The residential developers have also been offering extended and flexible payment terms and various incentives at the Cityscape event in September, which boosted the sales for some developers. The residential stock in major gated communities increased to about 262,000 units in Q3, with 7,000 units being handed over. Another 9,000 units are expected to be delivered in Q4.
The average sales prices and rental levels in the residential market have increased significantly due to the high demand and inflationary pressures in the country. The average sales prices in 6th October and New Cairo rose by around 40 percent and 45 percent year-on-year, respectively. The rental levels in 6th October and New Cairo also increased by 22 percent and 18 percent year-on-year, respectively.
The upcoming projects in the residential market are mainly focused on providing fully integrated mixed-use developments with higher ratios of green spaces to buildings. These developments aim to create a sense of community and privacy for the homeowners.
The office market in Cairo remained quiet, with no significant transactions or completions in Q3. The total office stock was around 1.94 million sq. m. of Gross Leasable Area (GLA). About 29,000 sq.m. of office floor space will be delivered in Q4.
The office market in Cairo did not see any significant activity in Q3, with no major transactions or completions. The total office stock remained at around 1.94 million sq.m. of Gross Leasable Area (GLA). However, the market is expected to see the completion of several grade-A office projects in the next two to three years, which will address the current gap between supply and demand for high-quality office space.
The sustainability trend also influences the office market, as multinational corporations increasingly seek office locations that meet the sustainability criteria. Landlords who follow sustainability standards are expected to have a competitive edge in attracting multinationals’ demand at premium rental rates. One example of this trend is the partnership between Magnum Properties and Forbes to build “Forbes International Tower,” the first zero-carbon commercial tower in the CBD of Cairo’s New Administrative Capital.
The rental rates in the office market stabilized in Q3 after some landlords had raised them in the first half of the year, expecting further currency devaluation. Some landlords even slightly reduced their asking rates as no additional devaluation occurred. The average city-wide lease rates also decreased by around 3 percent year-on-year, reaching $361 per sq. m. per annum. The average city-wide vacancy rate increased to 12 percent, up from 10 percent in the same period last year.

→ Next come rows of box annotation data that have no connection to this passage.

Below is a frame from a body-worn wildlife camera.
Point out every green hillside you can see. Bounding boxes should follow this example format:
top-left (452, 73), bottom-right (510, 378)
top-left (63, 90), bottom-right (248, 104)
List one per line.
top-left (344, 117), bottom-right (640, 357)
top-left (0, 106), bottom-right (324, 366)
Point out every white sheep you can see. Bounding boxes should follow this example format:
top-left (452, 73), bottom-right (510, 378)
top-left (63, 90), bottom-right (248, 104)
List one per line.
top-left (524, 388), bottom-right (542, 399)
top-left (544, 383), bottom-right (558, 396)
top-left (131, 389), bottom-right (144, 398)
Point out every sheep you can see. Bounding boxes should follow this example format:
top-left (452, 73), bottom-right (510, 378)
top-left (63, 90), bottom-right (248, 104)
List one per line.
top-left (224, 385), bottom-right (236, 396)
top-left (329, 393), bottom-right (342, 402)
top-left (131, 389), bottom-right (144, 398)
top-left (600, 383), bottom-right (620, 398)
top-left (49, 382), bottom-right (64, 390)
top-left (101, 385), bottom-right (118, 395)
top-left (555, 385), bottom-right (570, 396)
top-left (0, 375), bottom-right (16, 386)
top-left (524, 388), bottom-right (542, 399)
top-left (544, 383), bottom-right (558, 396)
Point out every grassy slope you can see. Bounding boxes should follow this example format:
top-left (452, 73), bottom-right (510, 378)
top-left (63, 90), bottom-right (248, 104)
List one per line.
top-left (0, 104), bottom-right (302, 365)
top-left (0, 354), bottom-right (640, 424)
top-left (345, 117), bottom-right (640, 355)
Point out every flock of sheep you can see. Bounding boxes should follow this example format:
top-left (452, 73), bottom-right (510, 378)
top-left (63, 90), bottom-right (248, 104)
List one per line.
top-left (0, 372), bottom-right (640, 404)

The retail market in Cairo did not see any new retail space being delivered in Q3 due to the slow materialization rate and delays in project completions. The total retail stock stayed at around 2.9 million sq. m., with about 88,000 sq.m. of GLA expected to be completed in Q4.
The retail market was affected by the high inflation rate of 38% in September, which reduced consumer spending and impacted retail sales, especially for international fashion brands. However, some local fashion brands that have an omnichannel presence and offer affordable and unique products showed robust performance. Moreover, new family entertainment and dining concepts also outperformed the market.
The vacancy rate in the retail market slightly decreased from 11 percent in Q3 2022 to 10 percent in Q3 2023. CapEx contributions became more limited and were offered on a case-by-case basis. Meanwhile, local landlords of regional and super-regional malls slightly increased their asking rents and became less flexible during rental negotiations, unlike international owners. This, along with the soaring inflation and the weakened local currency, resulted in average rental rates increasing by around 11 percent and 9 percent year-on-year in primary and secondary malls, respectively.